For this theory to be true, blue-eyed men would have to have instinctual knowledge that their eye color is recessive. That’s the only way the man could subconsciously know that shenanigans are afoot if he mates with a blue-eyed woman but gets a brown-eyed child. How likely is this kind of instinctual knowledge? I find it very implausible.
Also, by what process would this preference be selected for? Would blue-eyed men with a blue-eyed preference reproduce more often than blue-eyed men without a preference? Seems to me that this would be counterintuitive, if this is the case.
A more plausbile theory is that blue eyes are fawned over in Western society. Like blonde hair, it’s an esteemed trait because it’s different and associated with Euro purity. Also, like blonde hair, society treats blue eyes as an indicator of beauty. Beauty standards are more often applied to women than men.
A man with blue eyes shows a preference towards blue-eyed women because 1) his mom probably had them and he spent a lot of time looking into her face with Oedipal admiration, 2) he’s programmed by society to associate blue eyes with beautiful women.
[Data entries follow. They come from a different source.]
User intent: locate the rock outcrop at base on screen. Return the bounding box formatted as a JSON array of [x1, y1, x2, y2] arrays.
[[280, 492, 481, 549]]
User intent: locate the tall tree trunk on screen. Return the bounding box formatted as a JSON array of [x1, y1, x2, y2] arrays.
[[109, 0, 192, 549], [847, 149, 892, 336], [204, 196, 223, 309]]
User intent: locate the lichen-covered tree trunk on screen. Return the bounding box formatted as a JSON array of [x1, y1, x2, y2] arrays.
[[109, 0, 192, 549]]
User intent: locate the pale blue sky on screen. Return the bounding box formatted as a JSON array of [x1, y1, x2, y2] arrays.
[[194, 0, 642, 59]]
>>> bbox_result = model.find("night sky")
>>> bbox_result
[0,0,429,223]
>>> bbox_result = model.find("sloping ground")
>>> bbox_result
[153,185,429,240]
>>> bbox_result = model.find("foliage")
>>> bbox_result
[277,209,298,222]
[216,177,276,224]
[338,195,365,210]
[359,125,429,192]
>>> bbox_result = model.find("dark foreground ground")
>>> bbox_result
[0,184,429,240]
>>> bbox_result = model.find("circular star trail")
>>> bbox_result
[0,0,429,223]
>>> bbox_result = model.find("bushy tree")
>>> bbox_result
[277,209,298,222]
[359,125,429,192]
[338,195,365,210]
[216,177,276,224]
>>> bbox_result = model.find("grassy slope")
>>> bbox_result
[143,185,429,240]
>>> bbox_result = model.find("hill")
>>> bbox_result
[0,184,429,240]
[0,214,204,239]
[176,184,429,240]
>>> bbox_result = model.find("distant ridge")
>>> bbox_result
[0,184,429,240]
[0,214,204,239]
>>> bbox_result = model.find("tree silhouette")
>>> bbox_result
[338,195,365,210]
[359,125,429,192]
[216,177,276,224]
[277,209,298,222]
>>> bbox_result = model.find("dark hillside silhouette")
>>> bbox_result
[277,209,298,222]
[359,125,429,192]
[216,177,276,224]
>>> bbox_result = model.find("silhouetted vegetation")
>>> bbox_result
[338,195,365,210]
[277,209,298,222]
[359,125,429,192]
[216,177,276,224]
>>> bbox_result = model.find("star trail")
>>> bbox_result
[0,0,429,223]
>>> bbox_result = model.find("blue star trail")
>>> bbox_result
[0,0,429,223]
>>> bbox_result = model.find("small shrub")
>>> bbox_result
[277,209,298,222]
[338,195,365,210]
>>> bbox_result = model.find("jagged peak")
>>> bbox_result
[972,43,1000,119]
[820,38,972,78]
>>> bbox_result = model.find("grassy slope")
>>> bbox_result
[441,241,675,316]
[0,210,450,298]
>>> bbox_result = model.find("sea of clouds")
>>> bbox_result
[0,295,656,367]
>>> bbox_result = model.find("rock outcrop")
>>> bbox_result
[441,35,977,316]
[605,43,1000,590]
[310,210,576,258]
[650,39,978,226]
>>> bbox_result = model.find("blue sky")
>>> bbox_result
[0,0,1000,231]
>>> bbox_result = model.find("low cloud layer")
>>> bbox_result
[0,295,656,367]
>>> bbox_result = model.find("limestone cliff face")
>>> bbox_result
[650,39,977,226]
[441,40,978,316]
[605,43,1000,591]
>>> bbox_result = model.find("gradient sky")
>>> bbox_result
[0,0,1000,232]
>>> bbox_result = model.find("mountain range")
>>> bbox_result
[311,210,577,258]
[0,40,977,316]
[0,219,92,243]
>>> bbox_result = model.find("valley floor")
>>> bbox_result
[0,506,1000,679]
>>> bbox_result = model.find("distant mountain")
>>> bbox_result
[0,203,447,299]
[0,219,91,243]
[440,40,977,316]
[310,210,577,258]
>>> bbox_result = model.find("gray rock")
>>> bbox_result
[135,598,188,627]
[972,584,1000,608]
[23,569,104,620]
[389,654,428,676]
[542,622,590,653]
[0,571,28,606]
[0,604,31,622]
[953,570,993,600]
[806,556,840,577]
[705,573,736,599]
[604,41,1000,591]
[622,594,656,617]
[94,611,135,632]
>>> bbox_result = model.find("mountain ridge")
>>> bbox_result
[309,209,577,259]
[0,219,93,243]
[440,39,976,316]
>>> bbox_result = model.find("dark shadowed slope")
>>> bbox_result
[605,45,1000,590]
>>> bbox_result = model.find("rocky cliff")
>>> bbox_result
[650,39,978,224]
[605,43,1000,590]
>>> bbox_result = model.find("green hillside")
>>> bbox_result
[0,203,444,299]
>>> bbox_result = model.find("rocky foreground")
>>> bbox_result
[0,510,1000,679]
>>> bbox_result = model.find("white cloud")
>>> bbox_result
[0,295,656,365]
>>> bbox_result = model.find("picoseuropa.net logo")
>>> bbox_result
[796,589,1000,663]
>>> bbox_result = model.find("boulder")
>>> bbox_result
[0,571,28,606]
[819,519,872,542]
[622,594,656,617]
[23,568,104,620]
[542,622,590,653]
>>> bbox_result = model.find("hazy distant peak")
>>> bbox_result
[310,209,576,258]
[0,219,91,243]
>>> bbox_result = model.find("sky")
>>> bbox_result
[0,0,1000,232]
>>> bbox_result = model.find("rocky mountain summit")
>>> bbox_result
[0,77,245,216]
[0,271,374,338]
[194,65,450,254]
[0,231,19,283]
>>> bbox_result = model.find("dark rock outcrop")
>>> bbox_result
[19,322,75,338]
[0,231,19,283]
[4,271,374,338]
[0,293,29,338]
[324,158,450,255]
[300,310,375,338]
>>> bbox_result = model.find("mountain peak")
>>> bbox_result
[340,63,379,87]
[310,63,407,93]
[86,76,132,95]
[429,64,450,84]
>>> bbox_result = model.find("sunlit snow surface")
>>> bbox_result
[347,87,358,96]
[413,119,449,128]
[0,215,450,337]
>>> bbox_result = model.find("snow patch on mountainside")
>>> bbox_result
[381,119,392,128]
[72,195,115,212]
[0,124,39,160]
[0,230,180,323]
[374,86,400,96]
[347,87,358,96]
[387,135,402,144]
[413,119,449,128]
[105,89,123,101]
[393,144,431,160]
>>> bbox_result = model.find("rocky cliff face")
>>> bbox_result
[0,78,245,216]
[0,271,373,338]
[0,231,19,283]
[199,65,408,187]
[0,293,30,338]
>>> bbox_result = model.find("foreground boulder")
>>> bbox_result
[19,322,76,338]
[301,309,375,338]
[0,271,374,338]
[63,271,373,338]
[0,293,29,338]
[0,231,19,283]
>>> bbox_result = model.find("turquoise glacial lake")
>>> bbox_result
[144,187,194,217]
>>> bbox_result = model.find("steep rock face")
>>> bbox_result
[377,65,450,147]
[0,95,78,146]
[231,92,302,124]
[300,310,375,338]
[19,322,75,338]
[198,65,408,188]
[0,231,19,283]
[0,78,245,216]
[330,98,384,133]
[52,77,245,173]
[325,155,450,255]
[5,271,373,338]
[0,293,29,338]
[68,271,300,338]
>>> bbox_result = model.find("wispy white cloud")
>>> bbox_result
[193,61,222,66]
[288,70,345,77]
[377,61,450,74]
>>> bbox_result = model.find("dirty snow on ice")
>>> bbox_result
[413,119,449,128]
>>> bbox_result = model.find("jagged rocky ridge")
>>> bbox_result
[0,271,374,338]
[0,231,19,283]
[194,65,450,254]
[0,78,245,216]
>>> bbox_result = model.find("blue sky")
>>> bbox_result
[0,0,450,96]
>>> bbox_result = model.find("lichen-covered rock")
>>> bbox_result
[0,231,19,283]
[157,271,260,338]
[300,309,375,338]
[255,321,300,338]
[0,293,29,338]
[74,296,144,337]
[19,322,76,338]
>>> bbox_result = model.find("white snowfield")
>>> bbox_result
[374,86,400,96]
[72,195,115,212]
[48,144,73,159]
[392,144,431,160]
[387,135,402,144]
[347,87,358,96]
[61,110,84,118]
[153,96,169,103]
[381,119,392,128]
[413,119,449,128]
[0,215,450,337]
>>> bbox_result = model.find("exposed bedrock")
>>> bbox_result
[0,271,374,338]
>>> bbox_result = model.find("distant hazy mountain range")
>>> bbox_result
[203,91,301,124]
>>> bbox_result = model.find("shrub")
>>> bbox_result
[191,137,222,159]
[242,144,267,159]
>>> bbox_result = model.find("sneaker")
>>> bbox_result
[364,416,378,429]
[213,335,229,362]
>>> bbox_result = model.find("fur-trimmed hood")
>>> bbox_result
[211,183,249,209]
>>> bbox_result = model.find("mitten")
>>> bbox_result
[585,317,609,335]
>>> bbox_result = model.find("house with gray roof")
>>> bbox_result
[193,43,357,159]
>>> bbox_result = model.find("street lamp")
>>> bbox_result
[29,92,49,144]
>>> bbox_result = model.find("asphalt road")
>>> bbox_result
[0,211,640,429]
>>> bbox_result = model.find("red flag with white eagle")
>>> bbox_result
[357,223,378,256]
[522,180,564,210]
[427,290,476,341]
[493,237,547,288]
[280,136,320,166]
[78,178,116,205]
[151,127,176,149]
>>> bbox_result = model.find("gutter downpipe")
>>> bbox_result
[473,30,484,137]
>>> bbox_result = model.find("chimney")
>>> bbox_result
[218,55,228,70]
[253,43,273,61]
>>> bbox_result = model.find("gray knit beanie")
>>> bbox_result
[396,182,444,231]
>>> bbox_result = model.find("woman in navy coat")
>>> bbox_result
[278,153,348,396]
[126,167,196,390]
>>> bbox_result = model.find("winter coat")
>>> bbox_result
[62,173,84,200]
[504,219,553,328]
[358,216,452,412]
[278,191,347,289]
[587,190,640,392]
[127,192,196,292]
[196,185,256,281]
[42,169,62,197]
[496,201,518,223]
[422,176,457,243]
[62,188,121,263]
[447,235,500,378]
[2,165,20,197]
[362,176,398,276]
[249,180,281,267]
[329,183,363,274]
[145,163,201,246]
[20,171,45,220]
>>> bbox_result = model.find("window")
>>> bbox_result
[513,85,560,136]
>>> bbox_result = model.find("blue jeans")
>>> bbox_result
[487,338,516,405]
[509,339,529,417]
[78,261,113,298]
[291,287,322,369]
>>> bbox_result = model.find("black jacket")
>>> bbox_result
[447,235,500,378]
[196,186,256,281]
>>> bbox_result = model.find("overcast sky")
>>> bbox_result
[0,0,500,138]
A blue-eyed woman doesn’t show a preference. Why? Although the blue eyes of her father might have made a Electra complex impression on her, she’s not indoctrinated with messages that make her associate blue eyes with virile masculinity. If anything, she may see blue-eyed males as “pretty” and therefore, not attractive in a manly way.
Brown-eyed men don’t show a preference because, in spite of social programming that causes blue eyes to be extolled as beautiful, the love he has for his brown-eyed mother cancels out that bias.
Brown-eyed women don’t show a preference because neither social programming nor parental bias is in play.
I think this reaction you’re talking about has something to do with how rape appears to be of so much interest in the EP field to begin with. I mean, like what makes rape so special that it even needs EP analysis? We see rape in the animal world. At the same time, we see animals engaging in murder, theft, and deception. Many of the same behaviors that we pathologize in humans are practiced in nature. And yet I don’t see anyone using EP to explain why, for instance, domestic violence is so prevalent. Or child abuse. Or war.
“Rape is a reproductive strategy” is a statement that makes it seems as though rape exists because it’s supposed to exist, by nature’s decree. “Murder is a form of population control” is just as profound, though. Will you find EPs who find it necessary to point this out? I haven’t.